Longest Common Subsequence: String Alignment Problems

Master the classic DP problem for string similarity, diff tools, and bioinformatics with O(mn) time and space optimization techniques.

published: reading time: 16 min read author: GeekWorkBench

Longest Common Subsequence: String Alignment Problems

The longest common subsequence (LCS) problem asks: given two sequences, what is the longest subsequence they share while preserving order? Unlike substrings, subsequences need not be contiguous—it’s about finding the common “skeleton” when you delete zero or more elements from each sequence. This problem underlies file diff tools like Git, plagiarism detection, bioinformatics sequence alignment, and countless other applications where measuring similarity matters.

The DP solution builds a table where dp[i][j] represents the LCS length of the first i characters of sequence A and first j characters of sequence B. The recurrence is elegant: if characters match, it’s 1 + dp[i-1][j-1]; otherwise, it’s max(dp[i-1][j], dp[i][j-1]). With space optimization from O(mn) to O(min(m,n)), this becomes surprisingly practical.

Introduction

LCS is one of the most foundational problems in dynamic programming. Given two sequences, LCS finds the longest subsequence present in both in the same relative order. It’s not just an academic exercise—it powers Git diff, DNA sequence alignment in bioinformatics, plagiarism detection in academic systems, and fuzzy matching in autocomplete features. The key insight that makes it tractable is that the problem exhibits optimal substructure: the LCS of two strings depends only on the LCS of their prefixes.

Understanding LCS matters for several reasons. First, it establishes the string alignment paradigm that underlies many DP problems. Second, the space-optimized O(min(m,n)) solution teaches an important lesson about reducing memory footprint while preserving correctness. Third, variations like edit distance and shortest common supersequence build directly on LCS concepts. In technical interviews, LCS appears regularly—not just as a direct “find LCS length” question, but as a blueprint for solving subsequence problems in disguise.

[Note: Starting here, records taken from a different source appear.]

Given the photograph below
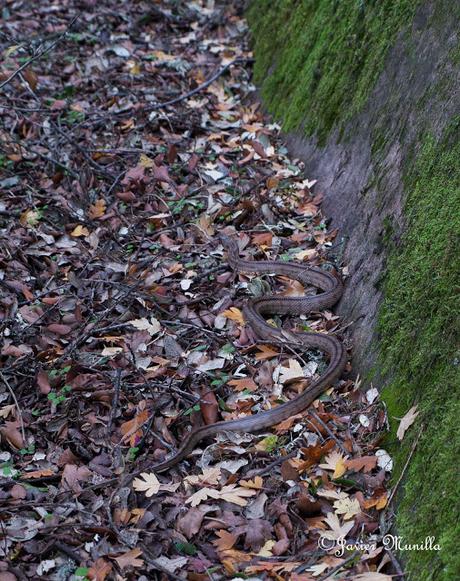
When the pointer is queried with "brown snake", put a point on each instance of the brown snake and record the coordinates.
(270, 304)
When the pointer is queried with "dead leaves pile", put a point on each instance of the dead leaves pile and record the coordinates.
(121, 326)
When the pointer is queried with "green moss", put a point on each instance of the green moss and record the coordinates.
(317, 62)
(322, 57)
(420, 327)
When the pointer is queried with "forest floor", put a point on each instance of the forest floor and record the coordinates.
(129, 139)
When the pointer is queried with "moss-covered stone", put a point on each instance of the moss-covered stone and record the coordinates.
(317, 63)
(420, 328)
(322, 57)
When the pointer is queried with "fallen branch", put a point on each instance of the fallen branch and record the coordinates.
(39, 53)
(206, 83)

This guide covers the O(mn) DP table approach, how to reconstruct the actual subsequence string (not just its length), and the space optimization that reduces memory to O(min(m,n)). You’ll also learn Hirschberg’s algorithm for linear-space reconstruction, bit-parallel techniques for small alphabets, and how Hunt-Szymanski speeds up LCS when matches are sparse. By the end, you’ll recognize LCS patterns in new problems and know exactly which optimization applies.

When to Use

LCS applies when:

  • Comparing versions or detecting changes — Git diff, version control
  • Plagiarism detection — Measuring textual similarity between documents
  • Bioinformatics — DNA sequence alignment (BLAST, CLUSTAL)
  • Minimum edit distance problems — Levenshtein distance is a close cousin
  • Auto-completion and fuzzy matching — Suggesting corrections based on similarity

When Not to Use

  • When you need contiguous matches (use longest common substring instead)
  • Very large sequences with small alphabet (consider suffix arrays or FM-index)
  • Real-time streaming scenarios (batch processing assumes full input)

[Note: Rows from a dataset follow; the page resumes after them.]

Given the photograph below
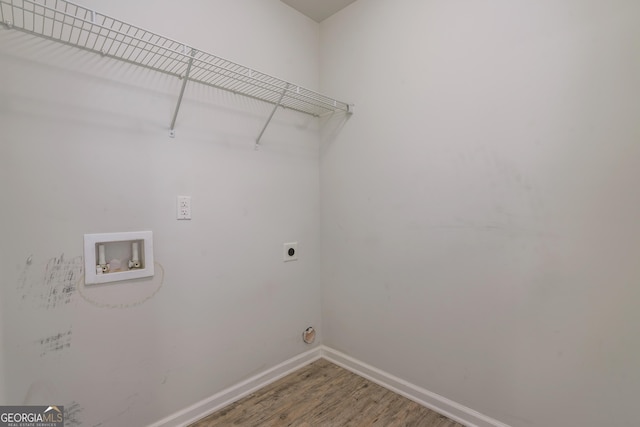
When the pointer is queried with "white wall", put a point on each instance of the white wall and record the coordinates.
(480, 233)
(85, 148)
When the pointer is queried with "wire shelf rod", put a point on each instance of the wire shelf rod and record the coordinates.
(75, 25)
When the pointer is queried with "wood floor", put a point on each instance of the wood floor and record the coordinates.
(323, 394)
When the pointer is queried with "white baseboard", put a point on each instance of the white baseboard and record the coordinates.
(238, 391)
(440, 404)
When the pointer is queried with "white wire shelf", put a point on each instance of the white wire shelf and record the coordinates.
(75, 25)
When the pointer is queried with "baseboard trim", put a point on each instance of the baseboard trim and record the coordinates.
(440, 404)
(238, 391)
(426, 398)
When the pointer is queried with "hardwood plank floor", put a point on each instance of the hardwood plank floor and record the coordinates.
(323, 394)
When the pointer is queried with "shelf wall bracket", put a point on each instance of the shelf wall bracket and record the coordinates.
(172, 132)
(271, 116)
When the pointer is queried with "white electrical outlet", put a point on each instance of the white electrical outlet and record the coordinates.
(290, 252)
(183, 207)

Architecture: DP Table Construction

graph TD
    A["dp[i-1][j-1] if match, else max(dp[i-1][j], dp[i][j-1])"] --> B[Fill dp table]
    B --> C["Trace back from dp[m][n]"]
    C --> D[LCS characters]

    subgraph Table
    E["s1[0] s1[1] s1[2]..."]
    F["s2[0]"]
    G["dp[0][*] = 0"]
    H["dp[*][0] = 0"]
    end

The first row and column are zeros (empty sequence has LCS length 0). Fill row by row, then trace diagonally when characters match.

Implementation

Standard LCS (O(mn) space)

def lcs_length(s1, s2):
    """
    Find LCS length between two strings.
    Time: O(mn), Space: O(mn)
    """
    m, n = len(s1), len(s2)
    dp = [[0] * (n + 1) for _ in range(m + 1)]

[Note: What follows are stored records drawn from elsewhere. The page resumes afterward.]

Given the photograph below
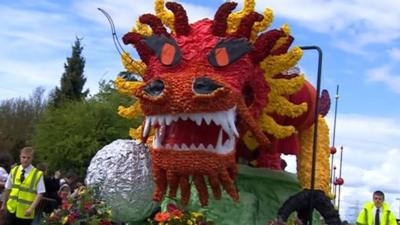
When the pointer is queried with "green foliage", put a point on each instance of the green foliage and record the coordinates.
(84, 209)
(72, 80)
(68, 137)
(17, 119)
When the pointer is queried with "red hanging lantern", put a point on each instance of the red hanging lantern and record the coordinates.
(339, 181)
(333, 150)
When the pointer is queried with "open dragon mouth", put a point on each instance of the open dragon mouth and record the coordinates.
(213, 132)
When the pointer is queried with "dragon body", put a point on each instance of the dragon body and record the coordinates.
(216, 90)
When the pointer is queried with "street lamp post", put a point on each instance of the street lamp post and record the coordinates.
(398, 199)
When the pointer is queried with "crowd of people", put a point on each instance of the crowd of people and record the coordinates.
(28, 191)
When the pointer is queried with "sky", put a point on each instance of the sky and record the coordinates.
(360, 40)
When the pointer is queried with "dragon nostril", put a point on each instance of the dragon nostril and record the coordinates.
(204, 85)
(154, 88)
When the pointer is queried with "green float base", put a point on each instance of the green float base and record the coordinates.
(262, 192)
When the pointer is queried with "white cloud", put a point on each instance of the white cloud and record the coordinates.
(125, 12)
(364, 21)
(371, 152)
(394, 54)
(385, 75)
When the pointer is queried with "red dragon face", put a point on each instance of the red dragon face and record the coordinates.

    for i in range(1, m + 1):
        for j in range(1, n + 1):
            if s1[i - 1] == s2[j - 1]:
                dp[i][j] = dp[i - 1][j - 1] + 1
            else:
                dp[i][j] = max(dp[i - 1][j], dp[i][j - 1])

    return dp[m][n]

Space-Optimized LCS (O(n) space)

def lcs_length_optimized(s1, s2):
    """
    Space-optimized LCS using rolling array.
    Time: O(mn), Space: O(min(m, n))
    """
    # Ensure s2 is the shorter one for space efficiency
    if len(s1) < len(s2):
        s1, s2 = s2, s1

    m, n = len(s1), len(s2)
    prev = [0] * (n + 1)
    curr = [0] * (n + 1)

    for i in range(1, m + 1):
        for j in range(1, n + 1):
            if s1[i - 1] == s2[j - 1]:
                curr[j] = prev[j - 1] + 1
            else:
                curr[j] = max(prev[j], curr[j - 1])
        prev, curr = curr, [0] * (n + 1)

    return prev[n]

Reconstruct LCS String

def lcs_string(s1, s2):
    """
    Reconstruct the actual LCS string, not just its length.
    """
    m, n = len(s1), len(s2)
    dp = [[0] * (n + 1) for _ in range(m + 1)]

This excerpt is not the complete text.